I'd say it's the difference between:
var counter = 0
def updateCounter(toAdd: Int): Unit = {
counter += toAdd
}
updateCounter(8)
println(counter)
and:
val originalValue = 0
def addToValue(value: Int, toAdd: Int): Int = value + toAdd
val firstNewResult = addToValue(originalValue, 8)
println(firstNewResult)
This is a gross over simplification but fuller examples are things like using a foldLeft to build up a result rather than doing the hard work yourself: foldLeft example
What it means is that if you write pure functions like this you always get the same output from the same input, and there are no side effects, which makes it easier to reason about your programs and ensure that they are correct.

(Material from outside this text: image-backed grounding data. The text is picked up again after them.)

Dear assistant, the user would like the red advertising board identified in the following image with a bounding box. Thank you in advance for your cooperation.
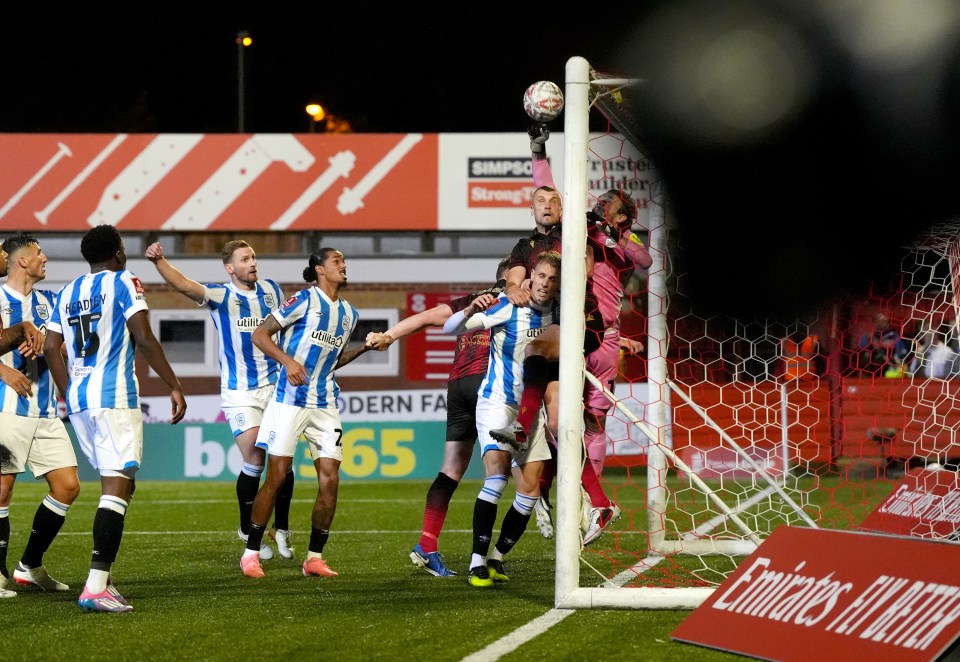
[404,291,471,381]
[859,467,960,540]
[672,526,960,661]
[0,134,439,231]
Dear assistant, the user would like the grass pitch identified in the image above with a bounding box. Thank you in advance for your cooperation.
[2,477,762,661]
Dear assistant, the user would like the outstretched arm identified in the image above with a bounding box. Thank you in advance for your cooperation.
[144,242,206,305]
[128,310,187,424]
[335,334,379,370]
[368,303,455,351]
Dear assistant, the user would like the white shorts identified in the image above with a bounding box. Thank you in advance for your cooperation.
[222,384,275,437]
[255,400,343,462]
[0,412,77,477]
[69,408,143,478]
[475,396,551,466]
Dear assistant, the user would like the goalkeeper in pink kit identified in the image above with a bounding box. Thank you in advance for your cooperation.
[492,122,651,545]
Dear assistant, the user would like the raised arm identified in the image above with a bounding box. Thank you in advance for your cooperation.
[335,334,378,370]
[529,124,555,188]
[368,303,455,351]
[127,310,187,423]
[144,242,206,305]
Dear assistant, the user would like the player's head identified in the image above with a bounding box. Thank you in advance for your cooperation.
[592,189,637,239]
[222,240,258,287]
[303,247,346,285]
[531,185,562,231]
[2,233,46,281]
[530,250,561,305]
[496,257,510,283]
[81,225,125,269]
[0,239,9,278]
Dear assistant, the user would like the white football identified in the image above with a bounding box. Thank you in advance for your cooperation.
[523,81,564,122]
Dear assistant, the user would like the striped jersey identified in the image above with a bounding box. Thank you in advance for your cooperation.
[270,286,358,409]
[48,269,148,413]
[467,295,558,405]
[202,279,284,391]
[0,284,58,418]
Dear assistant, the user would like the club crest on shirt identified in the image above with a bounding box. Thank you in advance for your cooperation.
[35,304,49,320]
[264,294,276,309]
[341,316,352,331]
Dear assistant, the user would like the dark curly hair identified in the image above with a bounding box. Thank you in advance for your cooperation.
[81,225,123,264]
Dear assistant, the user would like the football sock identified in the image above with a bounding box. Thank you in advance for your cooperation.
[583,425,607,477]
[273,470,295,531]
[236,467,262,536]
[246,522,267,552]
[85,568,110,594]
[581,461,610,509]
[420,472,458,554]
[494,504,533,556]
[308,527,330,554]
[90,496,127,573]
[20,495,69,567]
[515,356,550,433]
[0,507,9,578]
[471,498,498,559]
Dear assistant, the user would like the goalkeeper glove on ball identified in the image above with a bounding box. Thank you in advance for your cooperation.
[528,123,550,155]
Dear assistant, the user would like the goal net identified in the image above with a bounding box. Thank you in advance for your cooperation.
[557,56,960,611]
[556,56,825,610]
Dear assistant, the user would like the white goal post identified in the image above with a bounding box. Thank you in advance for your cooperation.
[553,56,815,610]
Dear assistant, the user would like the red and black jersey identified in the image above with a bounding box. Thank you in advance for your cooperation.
[507,224,562,274]
[447,284,503,381]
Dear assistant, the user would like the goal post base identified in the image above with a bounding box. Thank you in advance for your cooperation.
[556,586,715,610]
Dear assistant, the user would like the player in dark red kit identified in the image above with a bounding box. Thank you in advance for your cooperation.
[369,259,509,576]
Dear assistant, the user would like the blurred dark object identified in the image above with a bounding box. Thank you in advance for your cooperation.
[614,0,960,316]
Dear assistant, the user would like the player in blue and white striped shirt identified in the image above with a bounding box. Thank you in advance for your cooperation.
[0,234,80,597]
[240,248,375,579]
[145,240,294,561]
[45,225,186,613]
[442,250,561,587]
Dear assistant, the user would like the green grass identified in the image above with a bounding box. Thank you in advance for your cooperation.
[3,472,881,662]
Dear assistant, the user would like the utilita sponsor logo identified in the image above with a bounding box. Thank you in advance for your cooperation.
[466,157,535,208]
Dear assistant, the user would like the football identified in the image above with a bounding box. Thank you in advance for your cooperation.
[523,81,564,122]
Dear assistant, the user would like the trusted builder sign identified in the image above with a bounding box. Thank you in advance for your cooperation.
[672,526,960,661]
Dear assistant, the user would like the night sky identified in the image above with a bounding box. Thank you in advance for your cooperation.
[6,1,960,316]
[0,4,653,134]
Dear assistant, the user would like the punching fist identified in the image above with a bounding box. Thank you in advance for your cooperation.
[528,123,550,155]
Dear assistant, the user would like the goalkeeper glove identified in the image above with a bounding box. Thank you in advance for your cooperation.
[528,123,549,155]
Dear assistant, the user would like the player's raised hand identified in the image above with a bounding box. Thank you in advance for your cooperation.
[528,123,550,155]
[144,242,165,263]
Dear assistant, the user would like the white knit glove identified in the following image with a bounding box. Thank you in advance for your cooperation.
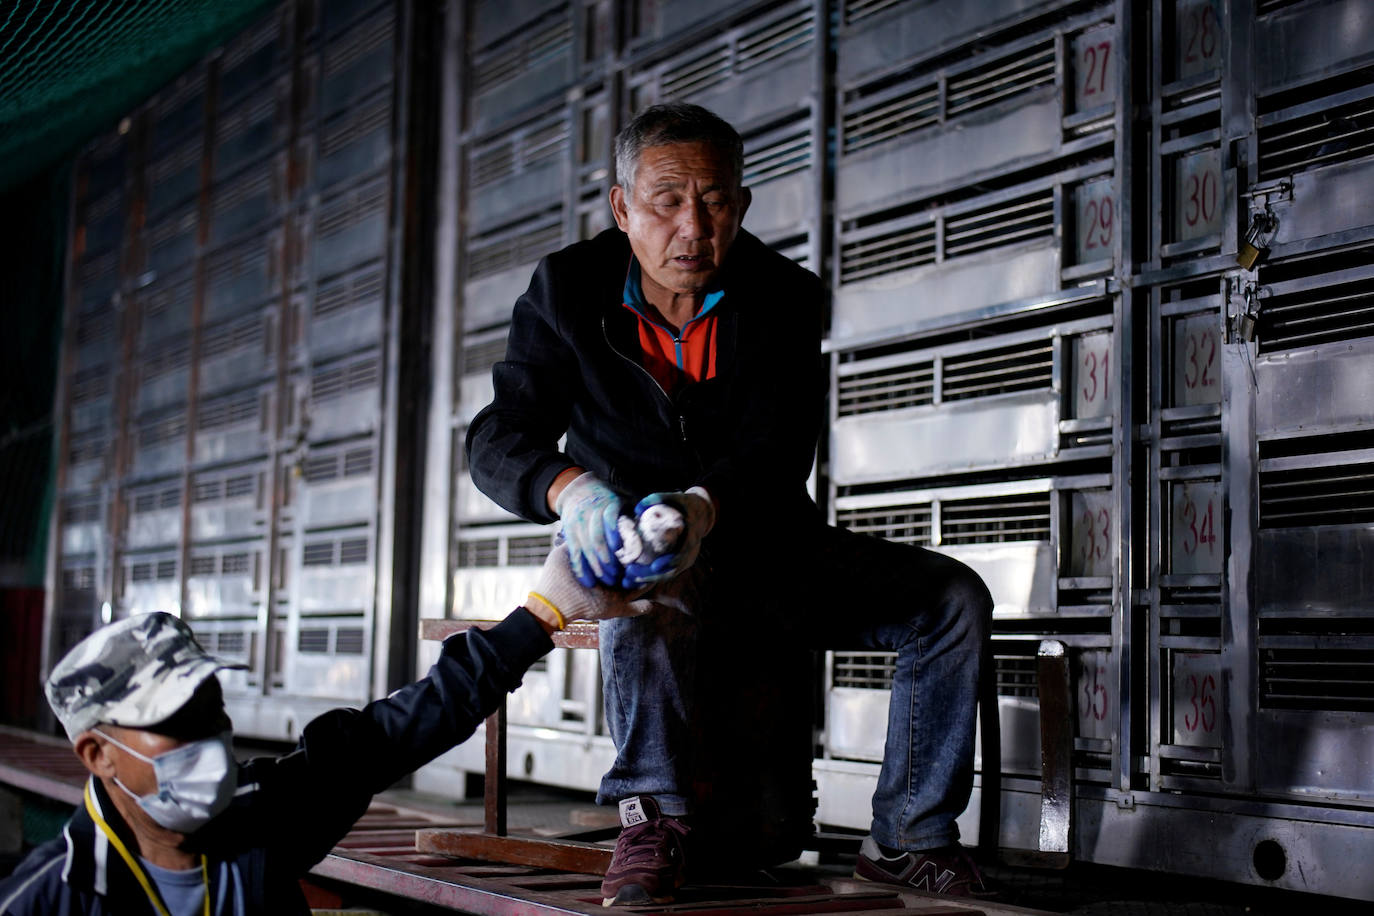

so for example the function:
def times2(x:Int) = x*2
is pure, while
def add5ToList(xs: MutableList[Int]) {
xs += 5
}
is impure because it edits data in place as a side effect. This is a problem because that same list could be in use elsewhere in the the program and now we can't guarantee the behaviour because it has changed.
A pure version would use immutable lists and return a new list
def add5ToList(xs: List[Int]) = {
5::xs
}
There are plenty examples with collections, which are easy to come by but might give the wrong impression. This concept works at all levels of the language (it doesn't at the VM level, however). One example is the case classes. Consider these two alternatives:
// Java-style
class Person(initialName: String, initialAge: Int) {
def this(initialName: String) = this(initialName, 0)
private var name = initialName
private var age = initialAge
def getName = name
def getAge = age
def setName(newName: String) { name = newName }
def setAge(newAge: Int) { age = newAge }
}
val employee = new Person("John")
employee.setAge(40) // we changed the object
// Scala-style
case class Person(name: String, age: Int) {
def this(name: String) = this(name, 0)
}
val employee = new Person("John")
val employeeWithAge = employee.copy(age = 40) // employee still exists!
This concept is applied on the construction of the immutable collection themselves: a List never changes. Instead, new List objects are created when necessary. Use of persistent data structures reduce the copying that would happen on a mutable data structure.